Reputation: 331
I have a list of products and clients who bought those products in the form of a data frame
client product
001 pants
001 shirt
001 pants
002 pants
002 shirt
002 shoes
I would need to reorder the products in tuplas and add a third column with the number of clients who bought the two products. The solution would be two different tables, one with unique clients and another one with total bought tuples. So the previous example, the outcome would be:
product1 product2 count
pants shirt 2
pants shoes 1
shirt shoes 1
product1 product2 count
pants shirt 3
pants shoes 1
shirt shoes 1
I would like to avoid duplicated information. For exmple a row 'shirt pants 2' would not be needed.
Would someone know how to do this?
Thanks!
Upvotes: 1
Views: 92
Reputation: 51582
This is probably not the most efficient way to do it, nor the most elegant, but it does what you need. Given that your initial column names are 'client' and 'product',
library(stringr)
Count.Sales <- function(df){
df3 <- as.data.frame(t(combn(paste0(df$client, df$product), 2)))
df4 <- as.data.frame(table(df3[str_extract(df3$V1, '[[:digit:]]+') == str_extract(df3$V2, '[[:digit:]]+'),]))
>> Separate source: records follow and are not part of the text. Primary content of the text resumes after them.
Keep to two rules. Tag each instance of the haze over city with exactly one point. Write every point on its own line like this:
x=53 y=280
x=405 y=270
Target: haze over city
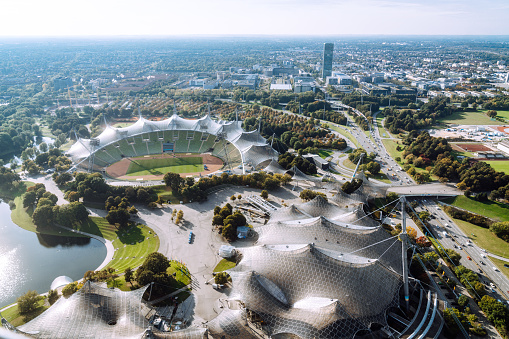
x=253 y=169
x=250 y=17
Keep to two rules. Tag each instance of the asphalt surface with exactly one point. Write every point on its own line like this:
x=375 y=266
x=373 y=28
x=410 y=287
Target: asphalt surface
x=457 y=240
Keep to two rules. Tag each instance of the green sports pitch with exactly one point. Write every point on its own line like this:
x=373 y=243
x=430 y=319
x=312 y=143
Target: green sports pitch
x=161 y=166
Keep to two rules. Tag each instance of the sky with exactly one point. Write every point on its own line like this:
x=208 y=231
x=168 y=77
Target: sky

df4 <- subset(df4, df4$Freq > 0)
df4$customer <- str_extract(df4$V1, '[[:digit:]]+')
df4[, !(colnames(df4) %in% c("Freq","customer"))] <- apply(df4[, !(colnames(df4) %in% c("Freq","customer"))], 2, function(i) sub('[[:digit:]]+', '', i))
new.df<- within(df4, rm(Freq))
new.df[] <- lapply(new.df, as.character)
r1 <- apply(new.df[,-3], 1, function(i)any(i[-1] != i[1]))
new.df <- new.df[r1,]
new.df$pairs <- do.call(paste, c(new.df[,-3], ' '))
new.df$pairs <- vapply(new.df$pairs, function(i) paste(sort(strsplit(i, ' ')[[1]]), collapse=' '), ' ')
t4 <- data.frame(with(new.df, table(pairs, customer)))
t4 <- t4[t4$Freq != 0,]
per_customer <- as.data.frame(table(t4$pairs))
total <- as.data.frame(table(new.df$pairs))
ls1 <- list(per_customer, total)
names(ls1) <- c('Unique.Customer', 'Total')
return(ls1)
}
Count.Sales(df)
#$Unique.Customer
# Var1 Freq
#1 pants shirt 2
#2 pants shoes 1
#3 shirt shoes 1
#
#$Total
# Var1 Freq
#1 pants shirt 3
#2 pants shoes 1
#3 shirt shoes 1
Upvotes: 1